Desain rumah minimalis adalah salah satu desain rumah yang sedang menjadi trend saat ini, ditandai dengan begitu banyaknya rumah baru yang dibangun dengan gaya minimalis, terutama di daerah perkotaan. Bahkan kami juga mendapati beberapa klien yang meminta jasa untuk melakukan renovasi ganti tampilan muka/fasade rumah alias ‘face off’ rumah. Umumnya para penggemar desain minimalis adalah kalangan muda dengan latar belakang baru saja mencapai fase mapan, bertipe keluarga kecil, berjiwa modern, tinggal di kawasan perkotaan yang menginginkan hunian dengan tampilan berkesan praktis, lugas dan modern.



Sekalipun dalam beberapa literatur dijelaskan bahwa cikal bakal gaya minimalis telah ada sejak abad ke-18, arsitektur minimalis modern baru berkembang pesat pada pertengahan abad 20 hingga saat ini. Hal ini dikarenakan karena sebenarnya desain minimalis bukan sekedar sebuah gaya arsitektur, akan tetapi menjadi sebuah solusi akan sebuah tuntutan jaman seiring pola hidup dan aktivitas manusia modern yang tinggi serta keterbatasan sumber daya alam. Hakikat dari gaya ini sebenarnya sudah bisa tercermin dari namanya yaitu MINIMALIS, yang maksudnya adalah upaya mendapatkan sesuatu dengan menggunakan sumber daya seminimal mungkin.
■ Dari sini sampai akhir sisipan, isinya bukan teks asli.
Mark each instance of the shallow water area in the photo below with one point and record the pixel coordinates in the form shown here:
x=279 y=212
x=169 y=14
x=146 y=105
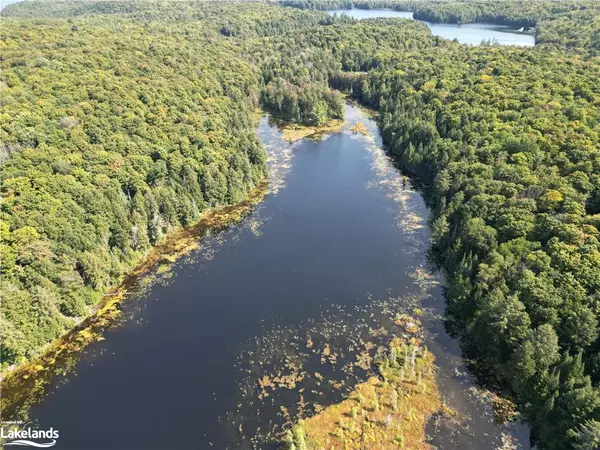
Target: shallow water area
x=299 y=288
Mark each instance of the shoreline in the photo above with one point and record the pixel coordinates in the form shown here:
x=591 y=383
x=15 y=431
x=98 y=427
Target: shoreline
x=21 y=386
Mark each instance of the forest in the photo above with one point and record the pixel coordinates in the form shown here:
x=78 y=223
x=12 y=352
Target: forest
x=123 y=120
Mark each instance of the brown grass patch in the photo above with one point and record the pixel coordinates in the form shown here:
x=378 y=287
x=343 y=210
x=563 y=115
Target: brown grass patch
x=24 y=385
x=389 y=412
x=293 y=132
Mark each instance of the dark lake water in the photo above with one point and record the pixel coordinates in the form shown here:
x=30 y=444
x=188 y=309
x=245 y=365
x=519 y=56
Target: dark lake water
x=468 y=33
x=339 y=242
Secara garis besar, desain rumah minimalis akan memiliki beberapa aspek diantaranya :

1.Aspek penghematan ruang, dimana ruangan yang fungsinya dianggap tidak signifikan, akan dihilangkan dari tata ruang. Hal ini berkaitan erat dengan masalah keterbatasan lahan, terutama di daerah perkotaan. Contohnya adalah dihilangkannya kamar tamu (karena sekarang jarang sekali tamu yang datang menginap di rumah kita) ataupun ruang keluarga (digantikan dengan ruang makan yang menyatu pula dengan pantry)

2.Aspek penghematan massa bangunan, yaitu ukuran massa bangunan dibuat sesuai kebutuhan tanpa perlu berlebihan. Hal ini juga berkaitan dengan masalah keterbatasan lahan seperti poin diatas. Misalnya adalah pengurangan dimensi ruang tamu pada rumah minimalis karena jarang digunakan, sebagai jawaban atas trend dimasa sekarang dimana manusia dengan mudah bisa berkomunikasi via ponsel tanpa harus bertemu langsung.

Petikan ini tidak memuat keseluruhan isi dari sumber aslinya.